When I was asked for my dying wish, it was the image of those beautiful birds dotting long and tangled branches of the maple tree outside the room, as they chatted noisily with one another, that made me want to be part of such a charming community. Instead of the lonely existence that I now led, withering away in this ward with no visitors stopping by to see me; instead of all of that- I wanted to fly away. The isolation was overwhelming. As I watched those birds, the idea occurred to me that being part of a vast network of birds – might be nice.

It never occurred to me that my request to Mr. Otto would be fulfilled. If it had, I would have thought it through much more carefully. I would have considered what type of bird I wanted to be, and what kind of song I might have wanted to sing. I would have been much more practical too; I may have asked to be a predator rather than a typical prey. I wish he had asked me for more of an opinion on the specifics of my final incarnation. If it had been up to me, I would perhaps have chosen to be a Osprey, for all the reasons that an Osprey is so amazing. If it could have mattered, I would have crafted my existence to include closeness to the sea, to the waters and to the cliffs. I would have asked to be an Osprey living in the Midwest in summer and I would choose to migrate to South America in winter.
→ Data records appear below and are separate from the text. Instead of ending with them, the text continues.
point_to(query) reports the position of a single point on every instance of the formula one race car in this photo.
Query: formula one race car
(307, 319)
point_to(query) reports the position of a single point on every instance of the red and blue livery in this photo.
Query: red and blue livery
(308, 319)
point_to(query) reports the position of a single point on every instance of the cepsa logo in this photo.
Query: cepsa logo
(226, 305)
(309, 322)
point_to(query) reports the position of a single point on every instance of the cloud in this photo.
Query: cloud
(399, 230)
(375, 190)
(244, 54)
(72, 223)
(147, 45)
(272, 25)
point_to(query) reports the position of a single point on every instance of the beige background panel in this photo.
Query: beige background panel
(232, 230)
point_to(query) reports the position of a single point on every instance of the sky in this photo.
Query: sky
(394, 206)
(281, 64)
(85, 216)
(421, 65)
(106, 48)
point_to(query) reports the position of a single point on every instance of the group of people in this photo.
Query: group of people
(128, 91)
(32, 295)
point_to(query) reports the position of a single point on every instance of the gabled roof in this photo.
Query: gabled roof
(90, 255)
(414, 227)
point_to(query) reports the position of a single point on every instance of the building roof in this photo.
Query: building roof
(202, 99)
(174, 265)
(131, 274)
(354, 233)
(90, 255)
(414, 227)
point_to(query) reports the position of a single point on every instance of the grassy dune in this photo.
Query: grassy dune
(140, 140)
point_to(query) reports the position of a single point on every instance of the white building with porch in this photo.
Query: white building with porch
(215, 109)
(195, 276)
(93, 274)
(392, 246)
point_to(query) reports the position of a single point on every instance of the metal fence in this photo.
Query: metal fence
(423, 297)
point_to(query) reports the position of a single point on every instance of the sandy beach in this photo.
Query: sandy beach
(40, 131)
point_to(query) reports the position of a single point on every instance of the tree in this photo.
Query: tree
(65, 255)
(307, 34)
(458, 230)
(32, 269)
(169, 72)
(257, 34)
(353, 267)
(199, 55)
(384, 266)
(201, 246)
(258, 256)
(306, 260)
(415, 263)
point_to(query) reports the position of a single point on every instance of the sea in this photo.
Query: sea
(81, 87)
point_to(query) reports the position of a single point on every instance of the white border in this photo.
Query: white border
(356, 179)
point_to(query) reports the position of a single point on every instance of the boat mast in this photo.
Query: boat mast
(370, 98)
Oh the decisions I would have liked to have made. Rather than the vulnerable Chickadee I became, I would have wanted to be stronger and more bold, courageous and majestic.

But that is the trouble in life. We can’t choose. We must accept and make the best of things. And, this is the rub. All of us must take what we are given and carry on.    

I spy the bird bath at Mrs. Green’s back deck is vacant now, those dominant Bluebirds have moved on. I check the sky and the tops of trees. It seems safe, so I venture out for a splash in her clean waters. As I jump into the waters from the perch of the bath’s rim, I bounce around a few times, jumping up and down until my wings feel properly expelled of the twigs and seeds from various encounters in the bush. Refreshed, I move onto the wire mesh feeder nearby for a few seeds of nourishment. And, within my being I thank Mrs. Green for her loveliness in providing a few basic essentials for us feathered souls to enjoy as spring warms into summer.